LF: The ensemble is dedicated to expanding the repertoire for tuba and horn by performing and recording newly commissioned as well as existing works. TubaCor is particularly interested in commissioning works by female composers and is proud to serve as a role model for younger female brass musicians.
JD: How do you go about commissioning new works for horn and tuba?
LF: At this point we are asking colleagues and composers we have met in conferences to write for us. We ask people whose music we like and who write well for horn and tuba. An example is that we both recorded a solo by Canadian composer Elizabeth Raum on our respective solo CDs, so we both knew her.

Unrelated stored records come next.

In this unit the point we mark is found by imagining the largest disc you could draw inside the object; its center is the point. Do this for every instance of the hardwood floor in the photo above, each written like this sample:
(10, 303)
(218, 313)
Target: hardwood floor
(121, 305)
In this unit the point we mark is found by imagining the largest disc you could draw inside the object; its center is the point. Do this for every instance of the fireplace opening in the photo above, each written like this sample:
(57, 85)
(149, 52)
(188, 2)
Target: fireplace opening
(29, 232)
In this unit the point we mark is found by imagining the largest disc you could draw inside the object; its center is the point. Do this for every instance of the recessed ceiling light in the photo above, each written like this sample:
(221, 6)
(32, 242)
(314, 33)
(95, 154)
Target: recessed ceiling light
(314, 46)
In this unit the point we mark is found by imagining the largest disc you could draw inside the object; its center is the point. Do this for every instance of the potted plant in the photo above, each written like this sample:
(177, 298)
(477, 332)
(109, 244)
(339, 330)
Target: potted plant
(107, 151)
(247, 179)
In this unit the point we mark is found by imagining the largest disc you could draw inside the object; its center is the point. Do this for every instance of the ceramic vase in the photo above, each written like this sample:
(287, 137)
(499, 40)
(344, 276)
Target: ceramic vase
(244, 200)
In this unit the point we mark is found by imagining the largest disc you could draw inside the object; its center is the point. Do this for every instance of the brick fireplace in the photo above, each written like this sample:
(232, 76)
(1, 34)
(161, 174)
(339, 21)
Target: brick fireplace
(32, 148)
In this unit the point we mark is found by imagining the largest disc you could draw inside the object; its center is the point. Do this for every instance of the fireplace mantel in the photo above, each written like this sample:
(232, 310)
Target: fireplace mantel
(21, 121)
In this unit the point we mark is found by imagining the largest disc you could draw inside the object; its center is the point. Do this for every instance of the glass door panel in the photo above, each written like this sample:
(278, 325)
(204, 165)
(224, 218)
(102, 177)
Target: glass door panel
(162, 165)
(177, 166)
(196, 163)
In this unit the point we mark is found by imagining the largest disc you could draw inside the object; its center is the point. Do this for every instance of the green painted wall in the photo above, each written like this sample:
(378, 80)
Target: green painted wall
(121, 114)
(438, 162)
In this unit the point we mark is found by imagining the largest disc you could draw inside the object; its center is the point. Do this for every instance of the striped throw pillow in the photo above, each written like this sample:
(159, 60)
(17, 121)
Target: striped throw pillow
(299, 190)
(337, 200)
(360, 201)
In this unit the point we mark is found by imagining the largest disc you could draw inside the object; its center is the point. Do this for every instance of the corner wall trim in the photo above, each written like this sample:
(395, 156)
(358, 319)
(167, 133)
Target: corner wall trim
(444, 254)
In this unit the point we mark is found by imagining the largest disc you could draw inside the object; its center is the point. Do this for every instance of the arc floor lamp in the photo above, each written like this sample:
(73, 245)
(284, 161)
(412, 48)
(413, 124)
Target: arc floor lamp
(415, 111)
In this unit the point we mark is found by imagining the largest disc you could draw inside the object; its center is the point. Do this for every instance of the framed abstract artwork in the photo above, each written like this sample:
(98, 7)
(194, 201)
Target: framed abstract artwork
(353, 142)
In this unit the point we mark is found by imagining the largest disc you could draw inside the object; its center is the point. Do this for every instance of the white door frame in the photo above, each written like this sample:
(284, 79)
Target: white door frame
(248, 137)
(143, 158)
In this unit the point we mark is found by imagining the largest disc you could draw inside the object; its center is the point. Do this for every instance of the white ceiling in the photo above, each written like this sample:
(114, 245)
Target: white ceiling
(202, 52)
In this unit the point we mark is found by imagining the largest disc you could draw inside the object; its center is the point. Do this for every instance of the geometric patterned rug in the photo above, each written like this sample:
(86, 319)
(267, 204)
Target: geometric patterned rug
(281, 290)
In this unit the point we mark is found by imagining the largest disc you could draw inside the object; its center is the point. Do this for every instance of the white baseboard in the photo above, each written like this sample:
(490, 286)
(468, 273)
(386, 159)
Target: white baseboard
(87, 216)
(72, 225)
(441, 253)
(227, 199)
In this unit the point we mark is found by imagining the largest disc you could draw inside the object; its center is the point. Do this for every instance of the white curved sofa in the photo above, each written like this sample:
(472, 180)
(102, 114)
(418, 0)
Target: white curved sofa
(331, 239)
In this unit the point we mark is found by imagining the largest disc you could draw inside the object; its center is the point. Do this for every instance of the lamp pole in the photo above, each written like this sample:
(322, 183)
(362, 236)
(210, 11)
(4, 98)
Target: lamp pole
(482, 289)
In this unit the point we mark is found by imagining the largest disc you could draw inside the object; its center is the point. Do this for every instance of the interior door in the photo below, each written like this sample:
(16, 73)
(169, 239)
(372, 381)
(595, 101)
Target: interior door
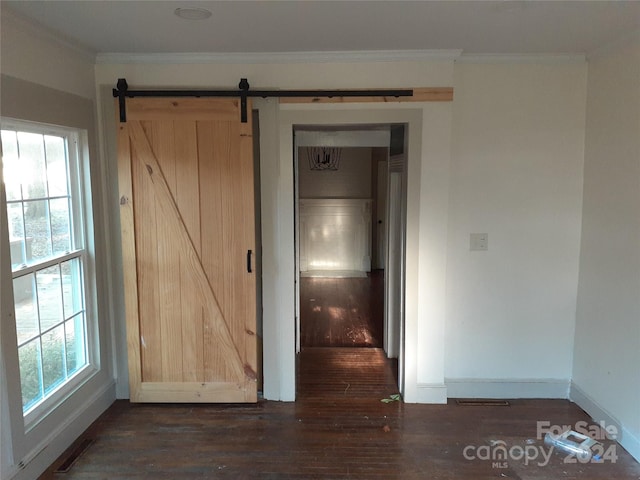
(187, 217)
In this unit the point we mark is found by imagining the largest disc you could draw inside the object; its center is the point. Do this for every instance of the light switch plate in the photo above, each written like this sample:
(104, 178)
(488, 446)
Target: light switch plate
(479, 242)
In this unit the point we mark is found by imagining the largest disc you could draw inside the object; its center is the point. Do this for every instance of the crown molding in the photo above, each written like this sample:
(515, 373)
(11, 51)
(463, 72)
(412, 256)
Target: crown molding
(47, 34)
(278, 57)
(619, 43)
(535, 58)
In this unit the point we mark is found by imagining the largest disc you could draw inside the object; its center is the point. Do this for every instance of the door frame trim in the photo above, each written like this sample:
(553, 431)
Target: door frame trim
(278, 203)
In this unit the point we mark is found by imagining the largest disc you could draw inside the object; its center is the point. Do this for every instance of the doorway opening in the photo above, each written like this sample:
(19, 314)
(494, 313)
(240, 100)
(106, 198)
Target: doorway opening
(350, 192)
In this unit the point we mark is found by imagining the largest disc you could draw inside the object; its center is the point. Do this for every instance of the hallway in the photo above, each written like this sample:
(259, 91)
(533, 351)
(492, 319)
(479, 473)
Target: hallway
(342, 312)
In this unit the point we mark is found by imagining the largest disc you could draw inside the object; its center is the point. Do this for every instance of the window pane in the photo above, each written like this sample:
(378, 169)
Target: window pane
(10, 166)
(30, 373)
(53, 358)
(32, 165)
(16, 236)
(75, 342)
(60, 223)
(56, 165)
(24, 296)
(36, 223)
(72, 287)
(49, 297)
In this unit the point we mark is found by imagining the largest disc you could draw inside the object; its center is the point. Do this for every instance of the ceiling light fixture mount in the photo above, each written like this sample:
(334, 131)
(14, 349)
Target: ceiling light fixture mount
(192, 13)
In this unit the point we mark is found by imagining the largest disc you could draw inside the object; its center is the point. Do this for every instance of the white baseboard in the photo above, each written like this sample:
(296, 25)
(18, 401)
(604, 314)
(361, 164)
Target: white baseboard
(431, 393)
(629, 441)
(507, 388)
(54, 444)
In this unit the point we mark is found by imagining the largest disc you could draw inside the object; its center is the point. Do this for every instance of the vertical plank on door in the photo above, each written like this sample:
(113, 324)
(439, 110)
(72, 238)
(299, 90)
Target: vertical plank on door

So when we connected with the host of the Int’l Women’s Brass Conference, which will be in Toronto next June, a fortunate turn of events allowed Raum to create a new piece for us that we will premiere in Toronto.
JD: Describe your involvement in the International Women’s Brass Conference. Do you have any thoughts on this year’s conference in Toronto?
LF: I’m a board member for IWBC and the Board meets through conference call every couple of months. We’ve been mostly discussing details of the Toronto Conference this past year. I’m excited about the Conference being in Toronto—it’s the first time it’s been out of the U.S., so this is important for IWBC. Joan Watson, the host of the Toronto Conference, is a very highly respected horn player and I’m sure it will be a great event.